Hi all, I'd like to ask for feedback regarding shipping a systemd.preset(5) file with a particular software package as a way to prefer socket activation.

To simplify things, I'm going to take the foot terminal as an example (you can find more information about foot's systemd files here: <https://codeberg.org/dnkl/foot/pulls/1281>), but this can apply to other software like OpenSSH.

Foot supports a server mode which can be socket-activated, and this is great. I'd like foot to default to socket activation when installed from a distro package, but on distros like Debian every unit which has an [Install] section gets enabled by default, meaning that the foot-server.service and foot-server.socket units will be both enabled and started by default.
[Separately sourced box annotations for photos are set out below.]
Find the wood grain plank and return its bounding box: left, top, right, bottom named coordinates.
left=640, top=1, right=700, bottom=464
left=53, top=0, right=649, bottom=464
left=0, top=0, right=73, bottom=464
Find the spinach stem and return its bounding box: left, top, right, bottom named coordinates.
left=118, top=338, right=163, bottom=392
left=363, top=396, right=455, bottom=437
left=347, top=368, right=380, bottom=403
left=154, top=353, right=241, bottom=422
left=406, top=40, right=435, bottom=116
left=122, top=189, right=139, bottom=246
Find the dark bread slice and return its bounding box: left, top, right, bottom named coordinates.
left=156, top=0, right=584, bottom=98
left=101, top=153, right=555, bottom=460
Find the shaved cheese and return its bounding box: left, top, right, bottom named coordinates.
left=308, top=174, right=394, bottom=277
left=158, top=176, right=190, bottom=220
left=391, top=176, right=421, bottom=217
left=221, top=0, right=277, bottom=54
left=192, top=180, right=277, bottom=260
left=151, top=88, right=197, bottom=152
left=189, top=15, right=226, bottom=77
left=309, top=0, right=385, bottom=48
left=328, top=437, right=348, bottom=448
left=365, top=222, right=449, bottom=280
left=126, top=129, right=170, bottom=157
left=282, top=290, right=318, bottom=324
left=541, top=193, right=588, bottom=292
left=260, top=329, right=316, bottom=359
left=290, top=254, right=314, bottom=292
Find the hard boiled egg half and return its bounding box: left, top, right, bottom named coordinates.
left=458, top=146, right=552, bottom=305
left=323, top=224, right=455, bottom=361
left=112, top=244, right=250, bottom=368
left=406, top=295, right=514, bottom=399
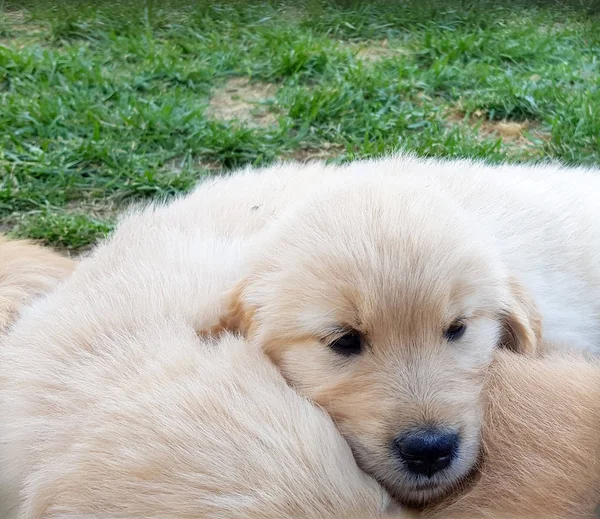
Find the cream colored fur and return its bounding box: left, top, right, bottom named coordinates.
left=0, top=192, right=600, bottom=519
left=424, top=352, right=600, bottom=519
left=0, top=231, right=394, bottom=519
left=176, top=157, right=600, bottom=503
left=0, top=235, right=75, bottom=333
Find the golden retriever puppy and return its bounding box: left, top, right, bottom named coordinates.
left=423, top=352, right=600, bottom=519
left=221, top=179, right=540, bottom=504
left=206, top=157, right=600, bottom=504
left=179, top=155, right=600, bottom=353
left=0, top=230, right=402, bottom=519
left=0, top=235, right=76, bottom=333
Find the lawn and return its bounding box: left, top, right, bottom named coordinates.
left=0, top=0, right=600, bottom=251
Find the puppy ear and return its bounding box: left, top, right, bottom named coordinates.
left=502, top=278, right=542, bottom=355
left=198, top=281, right=255, bottom=337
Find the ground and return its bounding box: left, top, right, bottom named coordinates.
left=0, top=0, right=600, bottom=251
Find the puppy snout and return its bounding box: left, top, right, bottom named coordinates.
left=393, top=428, right=460, bottom=477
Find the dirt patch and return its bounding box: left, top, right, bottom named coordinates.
left=161, top=157, right=223, bottom=175
left=356, top=39, right=404, bottom=63
left=282, top=142, right=345, bottom=162
left=446, top=110, right=547, bottom=146
left=206, top=78, right=277, bottom=126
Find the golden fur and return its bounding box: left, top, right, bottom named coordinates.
left=0, top=235, right=76, bottom=333
left=424, top=352, right=600, bottom=519
left=0, top=236, right=600, bottom=519
left=0, top=235, right=404, bottom=519
left=217, top=178, right=541, bottom=504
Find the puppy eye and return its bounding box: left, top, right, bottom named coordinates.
left=444, top=320, right=467, bottom=342
left=329, top=330, right=362, bottom=357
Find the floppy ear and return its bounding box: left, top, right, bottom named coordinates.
left=197, top=281, right=255, bottom=337
left=502, top=278, right=542, bottom=355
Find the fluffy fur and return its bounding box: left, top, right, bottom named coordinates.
left=424, top=352, right=600, bottom=519
left=0, top=235, right=75, bottom=333
left=192, top=157, right=600, bottom=503
left=0, top=196, right=600, bottom=519
left=0, top=230, right=395, bottom=519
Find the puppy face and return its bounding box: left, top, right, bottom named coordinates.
left=223, top=182, right=535, bottom=505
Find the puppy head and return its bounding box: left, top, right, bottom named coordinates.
left=224, top=181, right=536, bottom=505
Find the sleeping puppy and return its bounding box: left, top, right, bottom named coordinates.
left=217, top=161, right=600, bottom=505
left=0, top=230, right=404, bottom=519
left=423, top=352, right=600, bottom=519
left=0, top=229, right=600, bottom=519
left=0, top=235, right=76, bottom=333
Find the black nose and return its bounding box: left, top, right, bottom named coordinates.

To avoid enabling foot-server.service without removing the [Install] section, I was thinking about installing a preset file alongside the units which only specifies that foot-server.service should be disabled by default.

While to me this looks like a simple and kinda clean solution, the systemd.preset(5) manual page discourages shipping preset files with software packages, as that can override distro policies; while I can see how this applies to presets which *enable* units, I find a preset file which only *partially disables* a service to be pretty unobtrusive, and I don't see why it should be considered bad practice. Am I missing anything?

In short: how can a software package which supports both traditional and socket activation signal to the system that it prefers to be socket activated by default?

Thanks all!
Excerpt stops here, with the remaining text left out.